116 Laps Around Fenway Park, Barefoot – July 2023 M&A Activity
SOURCE - The Target Report
Reade Brower, the intrepid barefoot Hawaiian shirt-clad serial entrepreneur, announced the sale of his company’s 22 newspapers to the National Trust for Local News (NTLN). Based in Denver, Colorado, the nonprofit organization is acquiring five daily newspapers and 17 weekly papers from Masthead Maine, the news organization that Brower has assembled over the past decade as opportunities arose and he was the right person in the right place at the right time with the right resources. By deciding to pass his ownership of the papers over to NTLN, Brower has sidestepped the path of many of the other regional publishers that have sold out to one of the larger financial buyers. In doing so, he expressed his hope that his sale would be different: newsroom staff would be retained, and the high quality of the papers be maintained for the next generation.
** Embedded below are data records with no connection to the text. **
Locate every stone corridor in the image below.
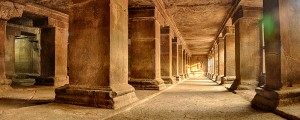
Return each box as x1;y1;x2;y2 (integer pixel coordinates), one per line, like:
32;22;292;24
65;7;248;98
0;0;300;120
109;77;283;120
0;77;284;120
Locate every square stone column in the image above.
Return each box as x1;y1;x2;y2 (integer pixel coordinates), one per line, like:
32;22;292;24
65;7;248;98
178;45;184;80
36;25;69;87
252;0;300;111
129;7;165;90
160;27;175;84
217;38;224;84
0;1;24;91
55;0;137;109
230;6;262;90
0;19;11;90
182;49;187;79
210;47;216;80
222;26;236;84
187;55;191;77
212;43;219;81
172;37;180;81
207;52;213;79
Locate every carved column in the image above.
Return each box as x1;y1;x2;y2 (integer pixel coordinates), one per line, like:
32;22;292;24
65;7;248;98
55;0;137;109
222;26;236;84
172;37;180;81
161;27;175;84
252;0;300;111
212;43;219;81
182;49;187;79
129;8;166;90
217;38;224;83
0;1;24;90
230;6;262;90
178;45;184;80
210;47;216;80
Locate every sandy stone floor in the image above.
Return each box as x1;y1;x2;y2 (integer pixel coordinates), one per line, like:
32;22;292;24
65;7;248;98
109;78;283;120
0;78;283;120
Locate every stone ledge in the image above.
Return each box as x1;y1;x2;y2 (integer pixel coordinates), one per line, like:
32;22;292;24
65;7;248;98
54;85;138;109
221;76;236;84
252;88;300;111
128;78;166;90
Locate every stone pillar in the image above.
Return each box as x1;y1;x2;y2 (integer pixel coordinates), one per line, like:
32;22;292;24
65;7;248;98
178;45;184;80
210;48;216;80
36;25;69;87
0;1;24;91
0;19;11;90
129;8;166;90
160;27;175;84
212;43;219;81
252;0;300;111
172;37;179;81
217;38;224;84
230;6;262;90
182;49;187;79
5;26;17;80
55;0;137;109
222;26;236;84
187;55;191;77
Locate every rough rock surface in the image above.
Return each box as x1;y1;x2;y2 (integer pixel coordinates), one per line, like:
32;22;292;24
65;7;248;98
109;78;283;120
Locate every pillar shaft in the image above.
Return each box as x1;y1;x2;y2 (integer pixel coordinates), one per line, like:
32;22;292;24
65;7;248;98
217;38;224;82
178;45;184;80
213;43;219;80
231;6;262;90
55;0;137;108
172;37;179;80
129;8;165;90
160;27;175;84
0;1;24;90
224;27;235;83
252;0;300;110
182;50;187;79
0;19;11;87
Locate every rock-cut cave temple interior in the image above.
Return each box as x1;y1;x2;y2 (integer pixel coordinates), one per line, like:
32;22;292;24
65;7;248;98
0;0;300;120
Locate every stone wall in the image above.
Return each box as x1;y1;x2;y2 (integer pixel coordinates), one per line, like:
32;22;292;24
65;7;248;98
191;55;208;73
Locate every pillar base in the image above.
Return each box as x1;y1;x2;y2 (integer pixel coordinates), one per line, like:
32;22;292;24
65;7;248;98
211;74;218;81
0;79;12;92
251;88;300;111
179;75;185;80
216;75;224;85
129;78;166;90
55;85;138;109
161;76;176;84
35;77;55;86
208;73;214;79
174;76;181;81
228;79;258;91
221;76;236;84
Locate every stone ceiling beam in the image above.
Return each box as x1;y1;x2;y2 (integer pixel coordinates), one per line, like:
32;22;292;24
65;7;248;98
153;0;191;54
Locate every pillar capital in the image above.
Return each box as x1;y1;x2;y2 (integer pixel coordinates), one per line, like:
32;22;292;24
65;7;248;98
0;1;24;21
232;5;262;24
222;26;235;38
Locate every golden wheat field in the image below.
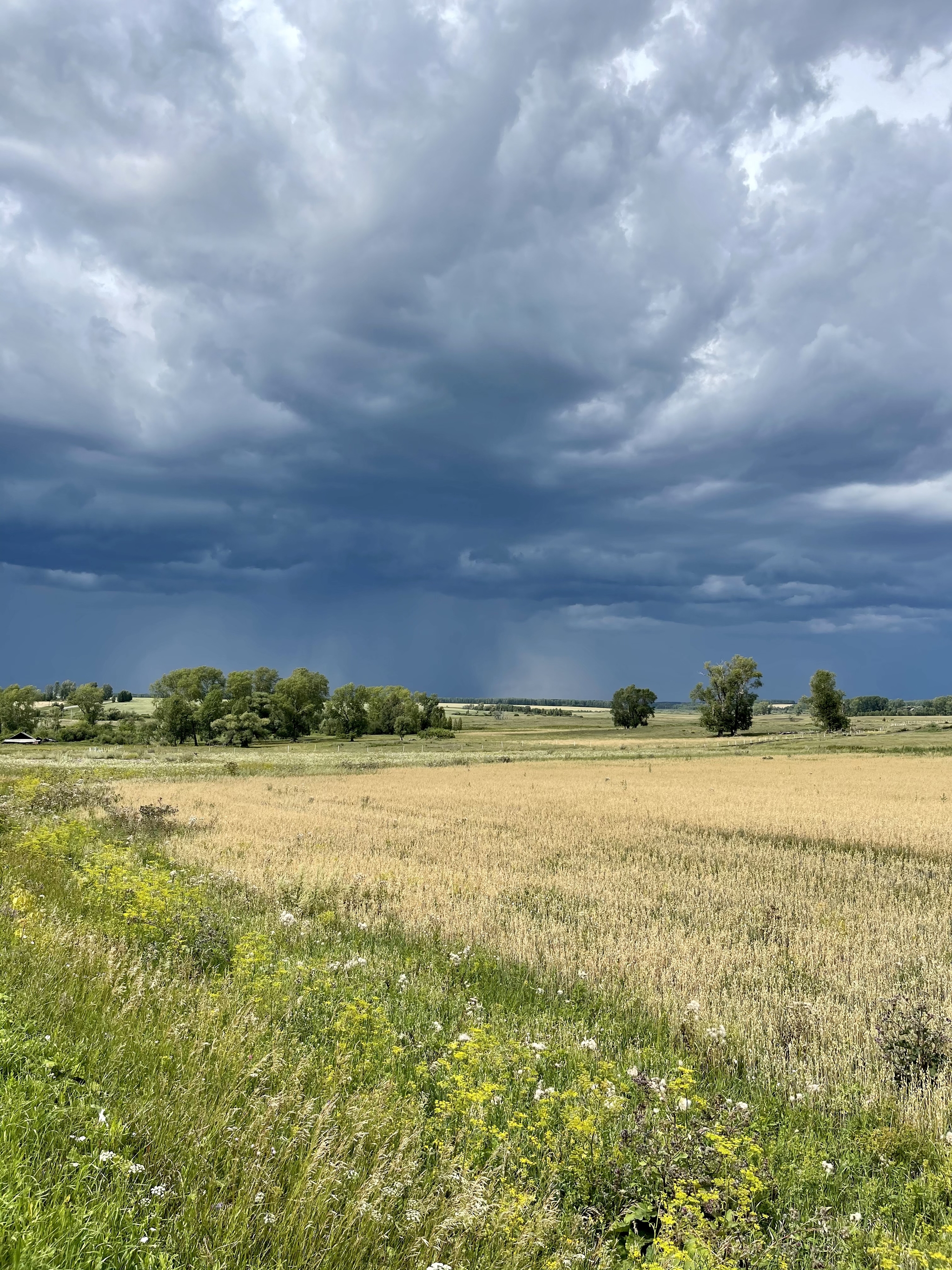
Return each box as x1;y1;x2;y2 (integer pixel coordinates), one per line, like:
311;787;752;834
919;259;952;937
123;756;952;1115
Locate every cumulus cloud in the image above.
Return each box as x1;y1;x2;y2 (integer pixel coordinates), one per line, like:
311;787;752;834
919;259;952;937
0;0;952;696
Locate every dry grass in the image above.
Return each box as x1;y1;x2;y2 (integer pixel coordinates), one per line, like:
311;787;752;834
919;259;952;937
125;756;952;1117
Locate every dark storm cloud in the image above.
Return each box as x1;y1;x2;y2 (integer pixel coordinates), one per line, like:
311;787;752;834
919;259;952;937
0;0;952;691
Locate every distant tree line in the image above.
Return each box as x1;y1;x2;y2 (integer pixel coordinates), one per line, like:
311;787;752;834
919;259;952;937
0;665;453;747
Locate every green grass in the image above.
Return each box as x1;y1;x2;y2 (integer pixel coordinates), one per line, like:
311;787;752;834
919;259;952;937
0;778;952;1270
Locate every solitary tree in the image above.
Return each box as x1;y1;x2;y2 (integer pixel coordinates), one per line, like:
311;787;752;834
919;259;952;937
810;671;849;731
324;683;370;740
612;683;657;728
690;655;763;737
152;692;198;745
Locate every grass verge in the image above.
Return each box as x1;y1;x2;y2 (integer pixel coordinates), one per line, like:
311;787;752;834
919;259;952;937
0;778;952;1270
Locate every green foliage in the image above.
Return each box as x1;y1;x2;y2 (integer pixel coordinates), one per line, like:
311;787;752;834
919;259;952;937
0;776;952;1270
271;665;328;740
610;683;657;728
810;671;849;731
0;683;40;737
690;655;763;737
323;683;370;740
66;683;103;724
212;716;266;749
152;692;198;745
150;665;225;701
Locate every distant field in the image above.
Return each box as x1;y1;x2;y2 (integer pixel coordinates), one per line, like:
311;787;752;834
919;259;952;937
131;754;952;1119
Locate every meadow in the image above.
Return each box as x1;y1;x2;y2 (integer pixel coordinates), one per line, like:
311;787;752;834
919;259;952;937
0;741;952;1270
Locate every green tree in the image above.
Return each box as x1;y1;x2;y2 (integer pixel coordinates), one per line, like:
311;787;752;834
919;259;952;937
810;671;849;731
612;683;657;728
66;683;103;724
225;671;255;709
194;676;229;744
324;683;370;740
152;692;198;745
251;665;280;695
212;710;266;749
690;655;763;737
414;692;450;731
271;665;328;740
0;683;40;737
150;665;225;701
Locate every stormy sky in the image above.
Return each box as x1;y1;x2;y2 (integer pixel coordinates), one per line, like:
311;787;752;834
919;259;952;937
0;0;952;698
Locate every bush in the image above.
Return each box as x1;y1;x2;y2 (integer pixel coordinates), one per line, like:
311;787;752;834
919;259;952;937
876;996;950;1084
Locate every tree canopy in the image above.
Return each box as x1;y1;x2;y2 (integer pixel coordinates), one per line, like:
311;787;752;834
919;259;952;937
610;683;657;728
690;654;763;737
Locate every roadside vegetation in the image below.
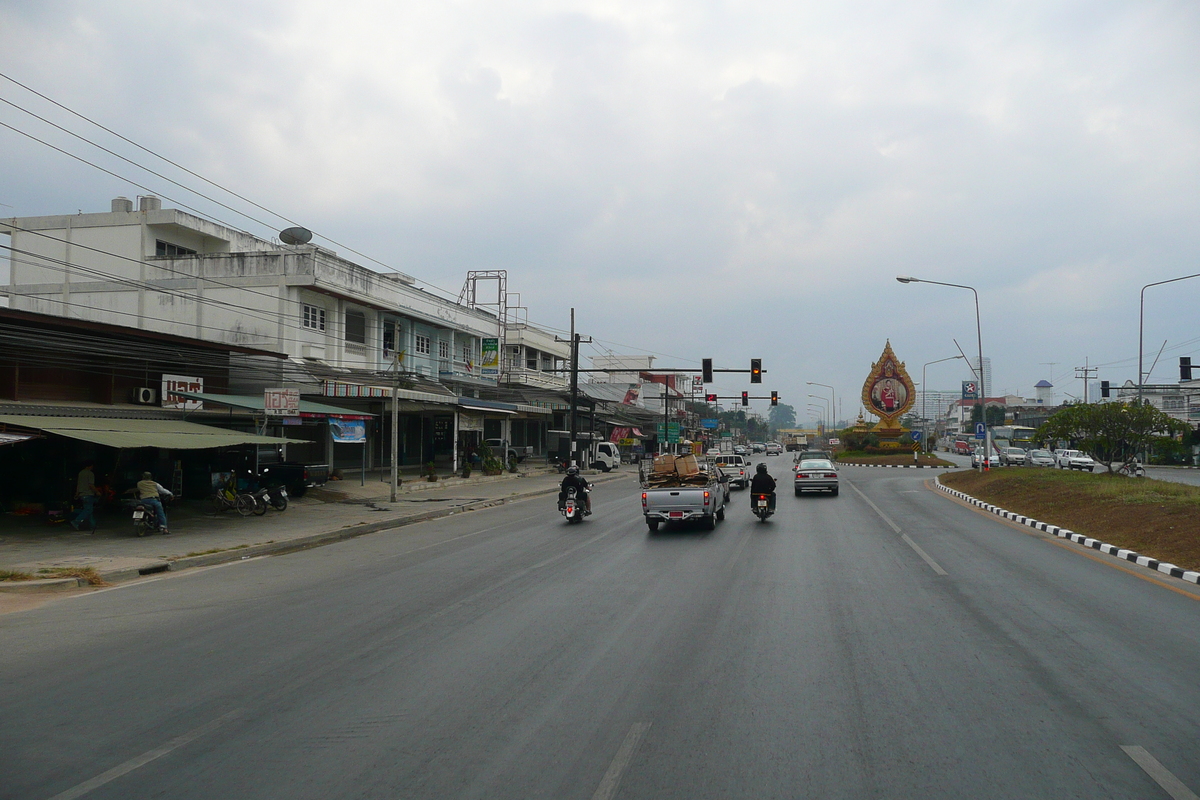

Many newspapers in the US trace their history back well over a hundred years. But for many publishers, the race has become too painful. Exhausted, they drop out. Recent research indicates that on average two newspapers go out of business each and every week, a pace of decline that has been sustained, on average, for the past two decades. Moreover, many daily papers have reduced the frequency of their printed editions. Weekly papers drop from seven to three or four days a week, bi-weeklies become weekly papers. Stories of gutted newsrooms abound. The reporters that remain are overworked and underpaid. The loss is felt particularly hard in rural communities. With the cessation of local news reporting, “news deserts” are popping up where there is no accountability at the local municipal and county levels. Sports and community events go un-recorded or transitioned to the online ether of the internet.